I have always felt a certain amount of empathy toward Tony Soprano. Not because I am a maniac mobster, but because, just like the character on the show, I pass out whenever I get upset. I fall down flights of stairs and occasionally get whisked away to the nearest emergency room for a healthy serving of saline and Librium.
This is nothing to boast about, but it explains my love for that fat ruffian.
It goes beyond that.
I have nearly perfected my bad New Jersey Italian cursing. I hung Mr. Soprano's portrait prominently on my living room wall, right next to Johnny Cash. I own a T-shirt with Tony and his nephew Chris Moltisanti pasted across the front that I wear to go out macking. Not really. I eat so much capicola that the sodium levels in my blood must be reaching near lethal levels. I own three complete seasons on DVD, none of which I paid for and acquired mostly by illicit means. My biography on the Daily Lobo Web site proudly proclaims that I do mostly nothing except watch this show, over and over.

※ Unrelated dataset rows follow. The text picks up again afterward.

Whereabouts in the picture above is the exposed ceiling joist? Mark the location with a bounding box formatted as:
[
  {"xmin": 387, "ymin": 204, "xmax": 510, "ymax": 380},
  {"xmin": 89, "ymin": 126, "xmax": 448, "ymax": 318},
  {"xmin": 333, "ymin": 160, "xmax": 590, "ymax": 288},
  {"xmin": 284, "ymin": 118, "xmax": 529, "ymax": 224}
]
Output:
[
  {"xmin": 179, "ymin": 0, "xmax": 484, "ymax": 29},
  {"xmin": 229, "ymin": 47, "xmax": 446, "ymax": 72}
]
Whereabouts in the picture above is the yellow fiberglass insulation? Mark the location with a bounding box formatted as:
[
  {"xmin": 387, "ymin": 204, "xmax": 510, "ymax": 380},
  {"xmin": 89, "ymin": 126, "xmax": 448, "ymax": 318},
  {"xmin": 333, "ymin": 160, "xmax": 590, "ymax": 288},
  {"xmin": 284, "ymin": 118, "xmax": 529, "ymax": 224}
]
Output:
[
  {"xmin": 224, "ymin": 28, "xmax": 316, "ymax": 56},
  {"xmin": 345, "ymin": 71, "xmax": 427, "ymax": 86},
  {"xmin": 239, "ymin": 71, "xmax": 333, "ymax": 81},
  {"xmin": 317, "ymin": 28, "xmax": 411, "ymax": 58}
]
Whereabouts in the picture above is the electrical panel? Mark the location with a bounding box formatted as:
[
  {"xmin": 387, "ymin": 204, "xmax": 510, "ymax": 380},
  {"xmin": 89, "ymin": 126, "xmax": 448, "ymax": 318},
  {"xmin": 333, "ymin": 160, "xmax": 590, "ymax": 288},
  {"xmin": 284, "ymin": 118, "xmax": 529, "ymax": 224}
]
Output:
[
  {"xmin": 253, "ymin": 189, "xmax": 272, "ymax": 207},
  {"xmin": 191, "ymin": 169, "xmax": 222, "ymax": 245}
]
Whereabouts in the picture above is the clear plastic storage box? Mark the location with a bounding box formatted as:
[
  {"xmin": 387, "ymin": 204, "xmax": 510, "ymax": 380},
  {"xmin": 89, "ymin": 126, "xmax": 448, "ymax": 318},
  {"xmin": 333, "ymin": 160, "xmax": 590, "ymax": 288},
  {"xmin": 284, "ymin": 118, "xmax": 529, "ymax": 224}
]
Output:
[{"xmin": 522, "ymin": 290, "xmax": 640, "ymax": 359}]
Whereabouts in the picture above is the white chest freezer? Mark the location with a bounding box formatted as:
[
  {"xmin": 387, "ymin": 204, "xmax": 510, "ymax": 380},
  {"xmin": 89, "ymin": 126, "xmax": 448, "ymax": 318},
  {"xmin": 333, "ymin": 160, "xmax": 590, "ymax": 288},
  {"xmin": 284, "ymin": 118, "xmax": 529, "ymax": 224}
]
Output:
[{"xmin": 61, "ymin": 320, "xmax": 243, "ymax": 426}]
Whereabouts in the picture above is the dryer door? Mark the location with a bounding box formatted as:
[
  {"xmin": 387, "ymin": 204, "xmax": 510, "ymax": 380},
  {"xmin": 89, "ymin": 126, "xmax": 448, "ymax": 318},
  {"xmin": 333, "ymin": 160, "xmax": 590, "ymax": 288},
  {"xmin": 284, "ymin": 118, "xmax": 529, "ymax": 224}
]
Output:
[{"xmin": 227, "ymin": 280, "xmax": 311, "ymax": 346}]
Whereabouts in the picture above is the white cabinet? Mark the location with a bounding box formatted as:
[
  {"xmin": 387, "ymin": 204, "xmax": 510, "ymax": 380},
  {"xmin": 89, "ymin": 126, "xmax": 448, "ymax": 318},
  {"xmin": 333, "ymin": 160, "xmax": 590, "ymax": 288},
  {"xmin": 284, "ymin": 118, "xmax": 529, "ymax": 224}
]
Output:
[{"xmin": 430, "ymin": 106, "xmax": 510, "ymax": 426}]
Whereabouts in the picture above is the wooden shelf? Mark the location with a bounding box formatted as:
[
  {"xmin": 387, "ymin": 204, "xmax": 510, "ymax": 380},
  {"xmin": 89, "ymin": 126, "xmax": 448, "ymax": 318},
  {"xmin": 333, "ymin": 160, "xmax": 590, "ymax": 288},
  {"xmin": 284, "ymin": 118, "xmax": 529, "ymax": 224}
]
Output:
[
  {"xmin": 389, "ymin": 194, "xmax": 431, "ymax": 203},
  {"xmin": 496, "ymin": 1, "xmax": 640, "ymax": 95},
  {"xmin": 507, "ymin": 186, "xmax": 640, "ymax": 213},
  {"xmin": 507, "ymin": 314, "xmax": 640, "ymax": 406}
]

Let's face it. I am mobbed up, at least as mobbed up as a high desert English major can be. I am a super fan. I am to mob shows what Trekkies are to Star Trek.
The show has hit its snags before. The fourth season was pretty much a total bomb - the entire season was dedicated to characters getting in touch with their feelings - except when Tony and Ralphie Cifaretto fought to the death with a toaster and a frying pan, right after Ralphie gave him excellent advice on how to make the perfect scrambled eggs.

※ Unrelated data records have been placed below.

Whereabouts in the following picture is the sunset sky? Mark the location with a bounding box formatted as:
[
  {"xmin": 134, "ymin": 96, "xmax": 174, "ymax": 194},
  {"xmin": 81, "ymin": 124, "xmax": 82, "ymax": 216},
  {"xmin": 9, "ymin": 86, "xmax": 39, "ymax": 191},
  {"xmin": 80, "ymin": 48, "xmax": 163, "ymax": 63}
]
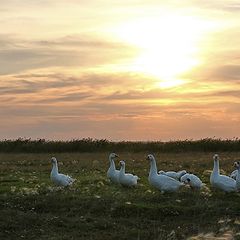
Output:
[{"xmin": 0, "ymin": 0, "xmax": 240, "ymax": 141}]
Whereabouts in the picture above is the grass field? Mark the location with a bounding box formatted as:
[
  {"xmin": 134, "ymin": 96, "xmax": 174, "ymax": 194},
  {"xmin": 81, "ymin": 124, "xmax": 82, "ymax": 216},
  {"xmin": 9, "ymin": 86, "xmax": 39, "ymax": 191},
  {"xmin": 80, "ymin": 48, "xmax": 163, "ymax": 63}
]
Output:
[{"xmin": 0, "ymin": 152, "xmax": 240, "ymax": 240}]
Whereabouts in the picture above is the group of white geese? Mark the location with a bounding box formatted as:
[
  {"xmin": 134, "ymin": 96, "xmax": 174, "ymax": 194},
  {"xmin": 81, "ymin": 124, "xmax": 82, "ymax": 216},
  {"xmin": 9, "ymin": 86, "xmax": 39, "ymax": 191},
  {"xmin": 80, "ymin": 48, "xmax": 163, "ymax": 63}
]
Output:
[{"xmin": 50, "ymin": 153, "xmax": 240, "ymax": 193}]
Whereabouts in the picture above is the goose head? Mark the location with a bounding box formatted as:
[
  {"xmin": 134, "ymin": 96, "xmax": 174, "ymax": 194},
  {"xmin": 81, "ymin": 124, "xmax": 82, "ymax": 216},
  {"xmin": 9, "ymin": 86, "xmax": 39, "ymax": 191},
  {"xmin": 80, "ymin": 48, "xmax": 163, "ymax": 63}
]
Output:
[
  {"xmin": 109, "ymin": 153, "xmax": 119, "ymax": 159},
  {"xmin": 119, "ymin": 160, "xmax": 125, "ymax": 167},
  {"xmin": 213, "ymin": 154, "xmax": 219, "ymax": 162},
  {"xmin": 51, "ymin": 157, "xmax": 57, "ymax": 164},
  {"xmin": 147, "ymin": 154, "xmax": 155, "ymax": 162},
  {"xmin": 234, "ymin": 161, "xmax": 240, "ymax": 169}
]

Other than that sorry excuse for a season - one I wouldn't even steal - the show has been what I consider to be the absolute height of Western civilization - it's all downhill from here, folks. People get shot in increasingly horrible and highly entertaining manners, and beautiful women take their clothes off. What else could one possibly ask for?

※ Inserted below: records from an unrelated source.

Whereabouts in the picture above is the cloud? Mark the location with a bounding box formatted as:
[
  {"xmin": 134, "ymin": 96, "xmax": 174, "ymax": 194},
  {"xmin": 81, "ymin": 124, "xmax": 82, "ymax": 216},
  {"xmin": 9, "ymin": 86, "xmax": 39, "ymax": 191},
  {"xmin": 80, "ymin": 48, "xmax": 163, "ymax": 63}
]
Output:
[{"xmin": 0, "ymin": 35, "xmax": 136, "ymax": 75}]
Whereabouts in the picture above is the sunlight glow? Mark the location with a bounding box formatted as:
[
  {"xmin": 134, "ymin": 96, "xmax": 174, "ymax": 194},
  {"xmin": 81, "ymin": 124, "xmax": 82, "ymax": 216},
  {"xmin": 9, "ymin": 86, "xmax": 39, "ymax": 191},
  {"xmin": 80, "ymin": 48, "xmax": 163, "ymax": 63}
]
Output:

Nothing. And now that all this has been taken away from me, I am admittedly sour.
Tony got shot the first episode and ended up in what I guess is hell where he gets bitch-slapped by a Buddhist monk, emasculating to say the least. Ruthless bastards Johnny Sack and Paulie Walnuts cried. Vito Spatafore was finally outed as a homosexual and now resides in some kind of gay heaven, a small hamlet in New Hampshire with numerous antique stores and "Johnny cakes," whatever those are. Carmela, Anthony and Meadow have become too obnoxious to even watch. And Silvio Dante, the scariest guy on the entire show, has an asthma attack and passes out his first day on the job as acting boss. Not only all this, but perennial sissies Artie Bucco and Bobby Bacala are now the roughneck characters. I am not buying any of this.
Let's face it. The show has gotten soft. I know they don't want to follow the standard rise and fall gangster movie archetype, but that's what I demand. The show has run its course. Tony has risen to power. It is now time for a nice "Casino" style ending - "House of the Rising Sun" playing in its entirety while grizzled old thugs in blue track suits pop caps in asses. I am hopeful the producers are just getting me riled up and pissed off so they can let the proverbial shit hit the fan the last few episodes.
This is what must happen. I have spent the last three months hyping this show to one particularly unforgiving girl. She now rolls around on the floor and laughs a little harder - while endlessly questioning my manhood for watching such sensitive drivel - with each subsequent bad episode.
They were called the "Sopranos." Now they are just a soap opera.